From: Jonathan Marek
Date: Tue Oct 06 2020 - 09:21:11 EST


On 10/6/20 3:23 AM, Christoph Hellwig wrote:
On Mon, Oct 05, 2020 at 10:35:43AM -0400, Jonathan Marek wrote:
The cache synchronization doesn't have anything to do with IOMMU (for
example: cache synchronization would be useful in cases where drm/msm
doesn't use IOMMU).

It has to do with doing DMA. And we have two frameworks for doing DMA:
either the DMA API which is for general driver use, and which as part of
the design includes cache maintainance hidden behind the concept of
ownership transfers. And we have the much more bare bones IOMMU API.

If people want to use the "raw" IOMMU API with not cache coherent
devices we'll need a cache maintainance API that goes along with it.
It could either be formally part of the IOMMU API or be separate.

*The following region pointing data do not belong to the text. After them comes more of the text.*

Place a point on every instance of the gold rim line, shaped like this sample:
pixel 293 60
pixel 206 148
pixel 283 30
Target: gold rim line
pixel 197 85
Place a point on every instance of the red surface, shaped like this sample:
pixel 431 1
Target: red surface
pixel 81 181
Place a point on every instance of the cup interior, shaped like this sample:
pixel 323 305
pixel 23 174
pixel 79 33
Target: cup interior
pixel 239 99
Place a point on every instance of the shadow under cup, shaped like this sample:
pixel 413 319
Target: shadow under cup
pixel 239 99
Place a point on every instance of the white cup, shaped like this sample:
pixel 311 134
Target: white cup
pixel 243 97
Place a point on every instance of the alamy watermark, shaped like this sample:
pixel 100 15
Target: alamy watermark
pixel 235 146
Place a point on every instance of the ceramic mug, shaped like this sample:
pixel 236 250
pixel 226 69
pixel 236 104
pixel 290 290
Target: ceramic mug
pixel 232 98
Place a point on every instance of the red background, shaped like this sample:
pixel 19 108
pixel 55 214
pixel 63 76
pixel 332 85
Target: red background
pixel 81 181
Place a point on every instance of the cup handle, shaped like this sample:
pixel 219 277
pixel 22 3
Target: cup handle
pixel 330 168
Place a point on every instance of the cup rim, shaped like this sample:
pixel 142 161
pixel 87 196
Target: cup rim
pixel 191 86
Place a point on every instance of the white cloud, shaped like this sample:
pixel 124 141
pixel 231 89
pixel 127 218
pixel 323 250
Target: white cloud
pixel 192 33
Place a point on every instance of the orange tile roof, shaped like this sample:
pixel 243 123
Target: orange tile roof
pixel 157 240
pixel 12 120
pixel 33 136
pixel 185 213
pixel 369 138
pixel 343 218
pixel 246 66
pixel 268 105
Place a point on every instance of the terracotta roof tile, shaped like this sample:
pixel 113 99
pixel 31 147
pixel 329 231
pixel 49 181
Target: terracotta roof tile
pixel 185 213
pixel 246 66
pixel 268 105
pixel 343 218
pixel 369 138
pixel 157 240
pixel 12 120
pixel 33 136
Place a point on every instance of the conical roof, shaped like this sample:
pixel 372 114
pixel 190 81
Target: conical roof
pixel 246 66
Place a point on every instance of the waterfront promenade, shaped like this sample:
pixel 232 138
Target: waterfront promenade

What is needed is to call arch_sync_dma_for_{cpu,device} (which is what I
went with initially, but then decided to re-use drm/msm's
sync_for_{cpu,device}). But you are also saying those functions aren't for
driver use, and I doubt IOMMU maintainers will want to add wrappers for
these functions just to satisfy this "not for driver use" requirement.

arch_sync_dma_for_{cpu,device} are low-level helpers (and not very
great ones at that). The definitively should not be used by drivers.
They would be very useful buildblocks for a IOMMU cache maintainance
API.

Of course the best outcome would be if we could find a way for the MSM
drm driver to just use DMA API and not deal with the lower level
abstractions. Do you remember why the driver went for use of the IOMMU
API?


One example why drm/msm can't use DMA API is multiple page table support (that is landing in 5.10), which is something that definitely couldn't work with DMA API.

Another one is being able to choose the address for mappings, which AFAIK DMA API can't do (somewhat related to this: qcom hardware often has ranges of allowed addresses, which the dma_mask mechanism fails to represent, what I see is drivers using dma_mask as a "maximum address", and since addresses are allocated from the top it generally works)

But let us imagine drm/msm switches to using DMA API. a2xx GPUs have their own very basic MMU (implemented by msm_gpummu.c), that will need to implement dma_map_ops, which will have to call arch_sync_dma_for_{cpu,device}. So drm/msm still needs to call arch_sync_dma_for_{cpu,device} in that scenario.